Nurse who received first COVID vaccine to be recognized at Smithsonian

Sandra Lindsay immigrated to the U.S. from Jamaica when she was 18 years old. Now, she’s going down in history for her role in the fight against COVID-19

President Biden announced on Friday that Lindsay, who was the first person in the nation to receive a COVID-19 vaccine after the FDA authorized its use in December, will have her hospital scrubs, vaccination card and the badge she wore on the day she received her first dose displayed at the COVID-19 exhibit in the Smithsonian Museum of American History. 

She was also awarded the “Outstanding American by Choice” award from U.S. Citizenship and Immigration Services, which recognizes naturalized citizens who have made “significant contributions to our country,” Mr. Biden said, adding that she “represented the very best of us all.”

“Over the past, and I don’t believe this, 30 years — she doesn’t look 30 years old — she’s pursued her dream of becoming a nurse to allow her to do what she wanted to do most, give back to her new country,” Mr. Biden said on Friday. “If there are any angels in heaven … having spent a lot of time in the ICU, they’re all nurses — male and female. Doctors let you live.
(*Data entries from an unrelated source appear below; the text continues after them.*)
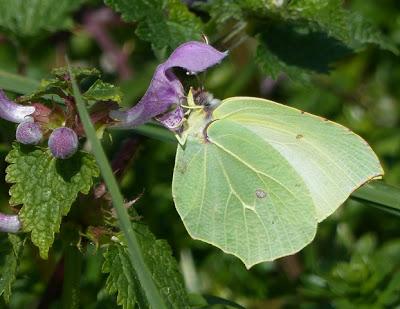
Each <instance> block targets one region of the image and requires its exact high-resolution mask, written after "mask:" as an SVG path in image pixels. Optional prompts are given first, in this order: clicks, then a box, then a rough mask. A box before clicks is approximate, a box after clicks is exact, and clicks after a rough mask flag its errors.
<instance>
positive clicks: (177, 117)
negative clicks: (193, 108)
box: [156, 106, 185, 131]
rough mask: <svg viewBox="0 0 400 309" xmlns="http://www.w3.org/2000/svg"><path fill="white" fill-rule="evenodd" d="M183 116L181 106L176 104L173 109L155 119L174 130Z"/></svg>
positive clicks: (177, 128)
mask: <svg viewBox="0 0 400 309" xmlns="http://www.w3.org/2000/svg"><path fill="white" fill-rule="evenodd" d="M184 118H185V113H184V111H183V108H182V107H181V106H178V107H177V108H175V109H174V110H173V111H171V112H168V113H165V114H162V115H161V116H158V117H156V120H157V121H159V122H160V123H161V124H162V125H163V126H164V127H166V128H167V129H169V130H171V131H175V130H178V129H179V128H180V126H181V124H182V121H183V119H184Z"/></svg>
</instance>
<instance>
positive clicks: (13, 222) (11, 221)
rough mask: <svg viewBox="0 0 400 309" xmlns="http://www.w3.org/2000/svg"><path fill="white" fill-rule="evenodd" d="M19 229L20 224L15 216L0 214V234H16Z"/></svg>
mask: <svg viewBox="0 0 400 309" xmlns="http://www.w3.org/2000/svg"><path fill="white" fill-rule="evenodd" d="M20 229H21V222H20V221H19V218H18V216H17V215H5V214H2V213H0V232H7V233H17V232H18V231H19V230H20Z"/></svg>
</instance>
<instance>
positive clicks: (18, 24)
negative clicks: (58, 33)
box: [0, 0, 83, 38]
mask: <svg viewBox="0 0 400 309" xmlns="http://www.w3.org/2000/svg"><path fill="white" fill-rule="evenodd" d="M82 2H83V1H82V0H30V1H26V0H2V1H0V12H1V14H0V28H2V29H3V30H5V31H6V32H9V33H12V34H13V35H15V36H16V37H20V38H26V37H33V36H36V35H39V34H42V33H43V32H55V31H58V30H61V29H66V28H69V27H71V26H72V19H71V16H70V14H71V13H72V12H73V11H74V10H76V9H77V8H78V7H79V6H80V5H81V4H82Z"/></svg>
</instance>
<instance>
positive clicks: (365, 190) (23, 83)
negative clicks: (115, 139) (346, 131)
mask: <svg viewBox="0 0 400 309" xmlns="http://www.w3.org/2000/svg"><path fill="white" fill-rule="evenodd" d="M38 85H39V82H38V81H36V80H34V79H30V78H26V77H23V76H20V75H16V74H12V73H8V72H5V71H2V70H0V88H2V89H5V90H9V91H14V92H16V93H21V94H29V93H31V92H33V91H34V90H36V88H37V87H38ZM115 130H117V129H115ZM134 131H135V132H137V133H139V134H142V135H145V136H148V137H151V138H155V139H158V140H161V141H164V142H165V141H166V142H176V139H175V138H174V136H173V134H171V133H170V132H168V131H167V130H165V129H163V128H161V127H159V126H155V125H152V124H146V125H143V126H140V127H137V128H135V129H134ZM351 198H353V199H357V200H359V201H363V202H369V204H368V203H367V204H366V205H373V206H374V207H377V208H378V209H381V210H384V211H389V212H390V213H393V214H397V213H399V215H400V188H397V187H394V186H390V185H388V184H385V183H384V182H383V181H372V182H370V183H368V184H365V185H364V186H362V187H360V188H359V189H357V190H356V191H354V192H353V194H352V195H351Z"/></svg>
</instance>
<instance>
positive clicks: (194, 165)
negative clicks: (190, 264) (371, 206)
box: [172, 93, 383, 268]
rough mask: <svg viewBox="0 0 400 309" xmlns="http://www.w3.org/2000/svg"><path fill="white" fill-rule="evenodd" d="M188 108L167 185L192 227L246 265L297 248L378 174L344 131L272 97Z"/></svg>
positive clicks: (186, 221) (378, 170) (379, 169)
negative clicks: (343, 203)
mask: <svg viewBox="0 0 400 309" xmlns="http://www.w3.org/2000/svg"><path fill="white" fill-rule="evenodd" d="M188 102H189V103H188V106H187V108H188V109H189V110H190V115H189V116H188V120H187V125H186V126H185V127H186V129H185V131H184V132H183V134H182V135H181V136H180V137H179V140H180V145H178V150H177V154H176V163H175V170H174V176H173V183H172V193H173V198H174V202H175V205H176V209H177V211H178V212H179V215H180V216H181V218H182V220H183V223H184V225H185V227H186V229H187V230H188V232H189V234H190V235H191V236H192V237H193V238H195V239H199V240H202V241H205V242H207V243H210V244H213V245H214V246H217V247H219V248H221V249H222V250H223V251H224V252H226V253H231V254H233V255H235V256H237V257H239V258H240V259H241V260H242V261H243V262H244V264H245V265H246V267H248V268H250V267H251V266H253V265H254V264H257V263H260V262H263V261H271V260H274V259H277V258H279V257H282V256H286V255H290V254H293V253H295V252H297V251H299V250H301V249H302V248H304V247H305V246H306V245H307V244H308V243H310V242H311V241H312V239H313V238H314V236H315V233H316V230H317V225H318V223H319V222H321V221H322V220H324V219H325V218H326V217H328V216H329V215H330V214H332V213H333V212H334V211H335V210H336V209H337V208H338V207H339V206H340V205H341V204H343V202H344V201H345V200H346V199H347V198H348V197H349V195H350V194H351V193H352V192H353V191H354V190H355V189H357V188H358V187H360V186H361V185H362V184H364V183H365V182H367V181H369V180H371V179H375V178H380V177H381V176H382V175H383V170H382V167H381V165H380V163H379V160H378V158H377V157H376V155H375V154H374V152H373V151H372V149H371V148H370V147H369V145H368V144H367V143H366V142H365V141H364V140H363V139H362V138H361V137H359V136H358V135H356V134H355V133H353V132H351V131H350V130H349V129H347V128H345V127H343V126H341V125H339V124H337V123H334V122H331V121H328V120H326V119H323V118H320V117H317V116H314V115H311V114H308V113H305V112H302V111H300V110H297V109H294V108H291V107H288V106H285V105H281V104H278V103H275V102H272V101H268V100H264V99H259V98H251V97H234V98H229V99H226V100H224V101H222V102H221V103H220V104H219V105H218V106H217V107H216V108H215V109H212V108H209V107H204V106H198V105H196V104H195V103H194V102H193V99H192V97H191V93H189V99H188Z"/></svg>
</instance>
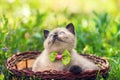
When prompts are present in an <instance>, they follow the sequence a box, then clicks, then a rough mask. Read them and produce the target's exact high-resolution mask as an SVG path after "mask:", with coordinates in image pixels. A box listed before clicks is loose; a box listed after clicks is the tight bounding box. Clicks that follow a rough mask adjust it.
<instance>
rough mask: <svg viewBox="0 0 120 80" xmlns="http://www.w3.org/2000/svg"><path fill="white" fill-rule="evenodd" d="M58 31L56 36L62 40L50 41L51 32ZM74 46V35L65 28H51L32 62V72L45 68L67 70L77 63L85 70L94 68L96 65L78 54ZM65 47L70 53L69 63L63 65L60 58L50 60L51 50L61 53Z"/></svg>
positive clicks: (57, 31)
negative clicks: (70, 55) (59, 40)
mask: <svg viewBox="0 0 120 80" xmlns="http://www.w3.org/2000/svg"><path fill="white" fill-rule="evenodd" d="M54 33H58V37H59V38H60V39H61V40H63V41H64V42H61V41H58V40H56V41H55V43H54V44H53V43H52V40H53V37H52V36H53V34H54ZM75 46H76V37H75V35H74V34H72V33H71V32H70V31H69V30H68V29H66V28H56V29H54V30H52V31H51V32H50V33H49V35H48V37H47V39H46V40H45V42H44V48H45V49H44V51H43V52H42V53H41V54H40V55H39V56H38V58H37V59H36V60H35V62H34V64H33V68H32V70H33V71H34V72H37V71H45V70H58V71H63V70H69V68H70V67H71V66H72V65H78V66H80V67H81V68H82V70H83V71H86V70H96V69H98V67H97V66H96V65H95V64H94V63H92V62H91V61H89V60H87V59H86V58H84V57H82V56H80V55H79V54H78V53H77V52H76V51H75V49H74V48H75ZM65 49H67V50H69V51H70V53H71V62H70V64H69V65H67V66H64V65H63V64H62V62H61V60H56V61H55V62H51V61H50V59H49V54H50V53H51V52H59V53H62V52H63V51H64V50H65Z"/></svg>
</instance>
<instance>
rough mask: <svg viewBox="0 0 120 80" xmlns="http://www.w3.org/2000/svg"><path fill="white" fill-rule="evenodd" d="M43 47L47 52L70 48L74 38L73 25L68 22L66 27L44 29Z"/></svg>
mask: <svg viewBox="0 0 120 80" xmlns="http://www.w3.org/2000/svg"><path fill="white" fill-rule="evenodd" d="M44 35H45V38H46V40H45V42H44V48H45V49H46V50H48V51H49V52H63V51H64V50H65V49H68V50H71V49H73V48H74V47H75V44H76V38H75V32H74V26H73V24H72V23H70V24H68V25H67V27H66V28H56V29H54V30H52V31H51V32H49V31H47V30H45V31H44Z"/></svg>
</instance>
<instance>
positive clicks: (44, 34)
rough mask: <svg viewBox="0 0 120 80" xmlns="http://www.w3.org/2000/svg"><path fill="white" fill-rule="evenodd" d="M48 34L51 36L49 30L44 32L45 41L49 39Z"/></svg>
mask: <svg viewBox="0 0 120 80" xmlns="http://www.w3.org/2000/svg"><path fill="white" fill-rule="evenodd" d="M48 34H49V31H48V30H44V37H45V39H46V38H47V36H48Z"/></svg>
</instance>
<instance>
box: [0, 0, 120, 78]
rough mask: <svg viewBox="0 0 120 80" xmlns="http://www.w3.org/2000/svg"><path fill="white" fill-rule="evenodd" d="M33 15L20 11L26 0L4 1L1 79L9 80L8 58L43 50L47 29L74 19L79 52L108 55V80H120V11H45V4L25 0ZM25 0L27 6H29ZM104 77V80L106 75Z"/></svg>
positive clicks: (0, 21) (60, 26)
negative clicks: (24, 2) (111, 11)
mask: <svg viewBox="0 0 120 80" xmlns="http://www.w3.org/2000/svg"><path fill="white" fill-rule="evenodd" d="M25 3H26V4H27V5H28V6H29V9H30V10H29V11H30V12H31V14H30V15H29V14H27V16H26V15H25V14H23V13H24V12H23V13H21V12H20V11H19V8H20V7H21V6H23V4H22V2H20V1H15V2H14V3H8V2H5V1H4V0H2V1H1V3H0V8H1V9H2V10H3V11H2V10H1V11H0V12H1V13H2V14H0V80H3V79H4V80H9V78H8V77H7V76H8V75H9V74H8V72H7V70H6V67H5V62H6V60H7V58H9V57H10V56H11V55H13V54H16V53H17V52H25V51H42V50H43V49H44V48H43V42H44V37H43V30H44V29H48V30H52V29H53V28H56V27H61V26H64V27H65V25H67V24H68V23H69V22H72V23H73V24H74V25H75V30H76V36H77V46H76V50H77V51H78V52H79V53H90V54H95V55H97V56H101V57H107V58H108V61H109V62H110V72H109V76H108V77H107V80H120V77H119V74H120V15H119V14H120V13H119V11H116V12H115V13H110V12H108V11H107V10H106V11H99V10H98V11H94V12H91V13H85V12H79V11H78V13H72V12H70V11H69V10H68V9H63V10H62V11H53V10H52V9H51V8H50V9H46V8H45V11H41V9H42V10H43V8H42V7H41V5H39V4H42V3H37V2H33V3H32V1H27V2H25ZM25 3H24V5H26V4H25ZM100 80H104V79H103V78H102V77H101V78H100Z"/></svg>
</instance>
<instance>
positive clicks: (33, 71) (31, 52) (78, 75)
mask: <svg viewBox="0 0 120 80" xmlns="http://www.w3.org/2000/svg"><path fill="white" fill-rule="evenodd" d="M40 53H41V51H26V52H19V53H16V54H13V55H12V56H11V57H9V58H8V59H7V61H6V64H5V66H6V68H7V69H8V70H9V71H10V72H12V75H15V76H21V75H20V74H25V76H29V77H31V76H33V75H34V76H36V77H39V76H40V75H47V74H48V73H49V74H53V75H69V76H73V77H80V76H81V77H85V76H84V75H87V76H95V74H97V73H98V72H99V73H100V74H101V75H103V74H105V73H107V72H108V71H109V69H110V65H109V62H108V61H107V59H105V58H102V57H98V56H95V55H93V54H85V53H84V54H80V55H83V56H85V55H89V56H93V57H96V58H99V59H101V60H104V61H105V63H106V65H107V66H106V68H104V69H102V70H91V71H90V70H89V71H86V72H84V73H81V74H79V75H74V74H72V73H70V72H69V71H56V70H52V71H50V70H46V71H43V72H40V71H39V72H34V71H32V70H27V71H24V70H17V69H13V68H11V67H9V66H8V65H9V62H10V60H11V59H12V58H14V57H16V56H21V55H25V54H37V55H39V54H40ZM18 73H19V74H18ZM46 73H47V74H46ZM56 73H57V74H56ZM93 73H94V75H92V74H93ZM45 78H47V77H45Z"/></svg>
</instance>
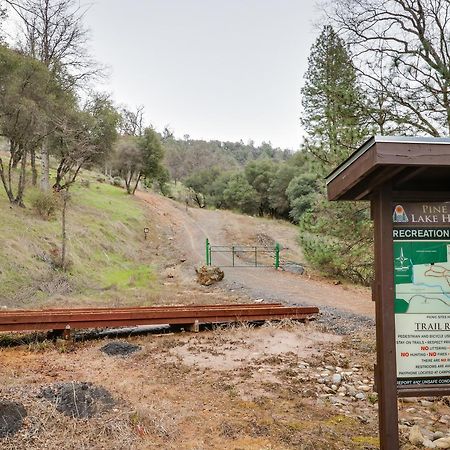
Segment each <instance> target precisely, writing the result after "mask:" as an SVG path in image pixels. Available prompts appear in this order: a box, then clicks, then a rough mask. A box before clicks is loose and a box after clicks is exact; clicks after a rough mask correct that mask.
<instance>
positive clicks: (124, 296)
mask: <svg viewBox="0 0 450 450" xmlns="http://www.w3.org/2000/svg"><path fill="white" fill-rule="evenodd" d="M81 178H84V179H85V180H89V186H87V184H88V183H83V185H81V184H80V183H77V184H76V185H74V186H73V187H72V189H71V192H70V201H69V207H68V214H67V235H68V258H69V261H70V267H69V269H68V270H67V271H66V272H64V271H62V270H59V269H55V268H54V265H53V264H52V257H54V255H55V254H57V253H58V251H59V250H58V249H60V248H61V212H60V211H57V214H56V216H55V218H54V219H53V220H51V221H48V220H44V219H42V218H41V217H40V216H39V215H38V214H37V213H36V211H34V210H33V208H32V207H31V206H30V195H32V191H31V190H29V191H28V192H29V194H28V195H29V196H28V198H26V202H25V203H26V204H27V206H28V207H27V208H25V209H23V208H17V207H11V205H10V204H9V202H8V201H7V198H6V195H5V193H4V192H3V190H0V239H1V246H0V308H2V307H3V308H4V307H7V308H14V307H23V308H25V307H26V308H29V307H43V306H49V305H55V306H62V307H66V306H69V305H70V306H74V305H81V304H87V303H89V304H95V305H100V304H108V305H116V304H136V303H140V304H145V303H151V301H152V295H154V294H156V293H157V290H158V287H157V286H158V283H157V280H156V275H155V270H154V268H153V266H152V249H151V241H144V240H143V228H144V227H145V226H149V224H148V221H147V219H146V217H145V210H144V208H143V206H142V205H141V204H140V203H139V201H138V200H137V199H135V198H134V197H130V196H128V195H126V194H125V191H124V190H123V189H120V188H117V187H114V186H111V185H109V184H106V183H99V182H98V181H96V176H95V174H90V173H87V172H85V173H84V174H82V176H81ZM27 200H28V201H27ZM52 255H53V256H52Z"/></svg>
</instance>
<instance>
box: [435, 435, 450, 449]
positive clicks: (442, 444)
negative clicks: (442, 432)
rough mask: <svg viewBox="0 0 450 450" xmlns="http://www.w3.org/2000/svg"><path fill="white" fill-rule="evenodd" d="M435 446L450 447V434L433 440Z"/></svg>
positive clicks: (444, 447) (448, 447) (435, 446)
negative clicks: (446, 435)
mask: <svg viewBox="0 0 450 450" xmlns="http://www.w3.org/2000/svg"><path fill="white" fill-rule="evenodd" d="M433 444H434V447H435V448H450V436H447V437H445V438H439V439H436V440H435V441H433Z"/></svg>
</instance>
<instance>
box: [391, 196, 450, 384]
mask: <svg viewBox="0 0 450 450" xmlns="http://www.w3.org/2000/svg"><path fill="white" fill-rule="evenodd" d="M449 210H450V205H448V204H447V203H444V204H431V205H430V204H423V205H422V204H403V205H396V206H395V207H394V212H393V220H394V230H393V245H394V248H393V250H394V282H395V305H394V309H395V328H396V339H397V343H396V344H397V383H398V385H399V386H405V385H411V384H414V385H444V384H450V223H449V220H450V216H449V217H447V216H448V211H449ZM447 218H448V219H449V220H447Z"/></svg>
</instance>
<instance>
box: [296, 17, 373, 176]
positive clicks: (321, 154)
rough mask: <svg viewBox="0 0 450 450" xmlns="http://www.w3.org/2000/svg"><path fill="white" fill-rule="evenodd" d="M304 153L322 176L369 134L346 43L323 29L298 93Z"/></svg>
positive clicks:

Nurses make you want to live.”

Biden
President Joe Biden recognizes Sandra Lindsay as an “Outstanding American by Choice” in a ceremony at the White House on Friday, July 2, 2021. Patrick Semansky / AP

Lindsay was vaccinated on December 14. Shortly after her first dose, she said she felt “hopeful” and “relieved.” 

“I feel like healing is coming,” she said. “I hope this marks the beginning to the end of a very painful time in our history.” 

Lindsay, who is the director of nursing for critical care at a hospital on Long Island, has been devoted to her co-workers, patients and family over the past year, Mr. Biden noted, but not without cost. 

“During the height of the pandemic, she poured her heart and soul into her work to help patients fight for their lives and to keep her fellow nurses safe,” Mr. Biden said. “With a grandson at home — prematurely — she did what she had to do. She kept her distance and kept him safe. He is safe, but she lost an aunt and an uncle to the virus.”

He added that she also became the first person in America to become fully vaccinated outside of clinical trials. “She can now hug her grandson,” he said. “She’s out there making sure her patients and folks in her community are getting vaccinated so they can get back to their lives and their loved ones.”

More than 33.7 million people in the U.S. have been diagnosed with COVID-19 since the pandemic began more than a year ago, and more than 605,000 people have died, according to Johns Hopkins University

As of Friday, more than 327 million vaccine doses have been administered, according to Johns Hopkins, but just 17 states have fully vaccinated more than half of their population. Many health officials are concerned that the Delta variant, which is known to be more contagious, could devastate vulnerable populations that are not vaccinated. 

Correction: Lindsay was first in the U.S. to receive the vaccine outside of a clinical trial after the FDA granted emergency use authorization; the story and headline have been updated.